January 19, 2005 - April 30, 2005

Operation Kinderlift: Vacation from the Cold War

The opening of the exhibition on the history of “Operation Kinderlift” from 1953 to 1957 was a most successful evening. At the first event of the new year, Allied Museum Director Dr. Helmut Trotnow was pleased to welcome a large number of guests to the Nicholson Memorial Library.

Three prominent speakers addressed the audience: Dr. Rudolf Seiters, President of the German Red Cross, Jay Lindell, General of the U.S. Air Force in Europe, and Peter Boenisch, co-initiator of Operation Kinderlift. Welcomed with particular enthusiasm were the “Kinderlift kids,” who had participation in the Airlift and experienced a “vacation from the Cold War.” The Museum was also successful in finding two contemporary witnesses: Ruth Martin and Ursula Meseck worked for the Red Cross at the time.

The international aid actions surrounding the Tsunami disaster in Southeast Asia served as a reminder to the guests that people often find themselves in an emergency situation and require help from the outside. Following the end of World War II, there was widespread poverty and need in Berlin and Germany, which were worsened by the political tensions between the Western democracies and the Communist Soviet Union.

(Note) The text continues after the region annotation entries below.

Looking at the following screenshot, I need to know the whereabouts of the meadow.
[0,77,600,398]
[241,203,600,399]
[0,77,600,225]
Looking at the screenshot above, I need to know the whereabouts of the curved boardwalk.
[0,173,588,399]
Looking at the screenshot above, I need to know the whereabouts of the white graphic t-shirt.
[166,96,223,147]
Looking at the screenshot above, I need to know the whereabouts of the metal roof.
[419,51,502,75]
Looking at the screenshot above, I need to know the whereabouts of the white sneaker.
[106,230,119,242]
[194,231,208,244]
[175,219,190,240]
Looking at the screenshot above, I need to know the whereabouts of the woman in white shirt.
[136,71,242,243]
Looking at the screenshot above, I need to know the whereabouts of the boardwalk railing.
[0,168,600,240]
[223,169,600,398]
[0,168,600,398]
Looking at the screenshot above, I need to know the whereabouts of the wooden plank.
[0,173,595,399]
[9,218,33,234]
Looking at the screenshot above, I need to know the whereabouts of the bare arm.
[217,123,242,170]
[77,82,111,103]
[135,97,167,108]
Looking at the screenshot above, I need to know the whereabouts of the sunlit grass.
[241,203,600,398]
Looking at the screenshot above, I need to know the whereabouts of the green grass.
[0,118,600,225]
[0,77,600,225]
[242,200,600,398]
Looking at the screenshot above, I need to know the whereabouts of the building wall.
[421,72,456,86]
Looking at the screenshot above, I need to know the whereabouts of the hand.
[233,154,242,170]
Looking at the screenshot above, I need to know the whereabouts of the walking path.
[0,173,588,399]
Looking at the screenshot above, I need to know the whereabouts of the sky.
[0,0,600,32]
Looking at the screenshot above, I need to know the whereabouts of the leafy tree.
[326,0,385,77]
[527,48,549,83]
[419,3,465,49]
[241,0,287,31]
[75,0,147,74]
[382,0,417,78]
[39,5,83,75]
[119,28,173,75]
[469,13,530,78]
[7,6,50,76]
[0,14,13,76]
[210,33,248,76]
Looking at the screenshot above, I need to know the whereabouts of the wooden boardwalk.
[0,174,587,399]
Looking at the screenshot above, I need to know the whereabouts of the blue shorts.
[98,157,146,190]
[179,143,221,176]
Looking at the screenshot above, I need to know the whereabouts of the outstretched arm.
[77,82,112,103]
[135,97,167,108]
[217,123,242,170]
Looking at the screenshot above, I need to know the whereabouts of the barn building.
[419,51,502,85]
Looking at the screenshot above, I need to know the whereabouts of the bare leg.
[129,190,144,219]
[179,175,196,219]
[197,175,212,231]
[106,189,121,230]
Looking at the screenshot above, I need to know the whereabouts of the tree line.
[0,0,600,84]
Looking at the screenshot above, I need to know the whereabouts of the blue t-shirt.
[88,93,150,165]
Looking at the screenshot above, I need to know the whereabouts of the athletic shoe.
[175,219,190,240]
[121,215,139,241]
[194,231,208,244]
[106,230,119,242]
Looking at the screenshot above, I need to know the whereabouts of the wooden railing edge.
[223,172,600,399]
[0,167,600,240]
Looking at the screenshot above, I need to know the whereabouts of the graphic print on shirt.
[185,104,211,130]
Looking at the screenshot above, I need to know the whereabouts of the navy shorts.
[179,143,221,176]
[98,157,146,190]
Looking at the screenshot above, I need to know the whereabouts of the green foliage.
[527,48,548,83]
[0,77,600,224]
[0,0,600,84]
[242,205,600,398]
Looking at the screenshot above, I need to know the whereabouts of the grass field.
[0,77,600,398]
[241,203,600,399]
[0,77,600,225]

In contrast to the actual Berlin Airlift of 1948/49, the public is largely unfamiliar with Operation Kinderlift. As such, the audience was all the more fascinated by the words of Peter Boenisch, who initiated the project as a young journalist at the Northwest German Broadcaster (NWDR). Adolf Grimme, the legendary director of the broadcaster, took up the idea and initiated a special fundraising action. Those funds allowed Operation Kinderlift to take off. The U.S. Air Force in Europe, headquartered in Wiesbaden, made the planes available free of charge, and pilots volunteered to fly the kids on vacation. According to Mr. Boenisch, the action was a shining example of German-American cooperation and friendship.

“Berlin’s Operation Kinderlift provides a great deal of food for thought, since it is a positive example of international cooperation and constructive neighborly assistance.”, Dr. Helmut Trotnow.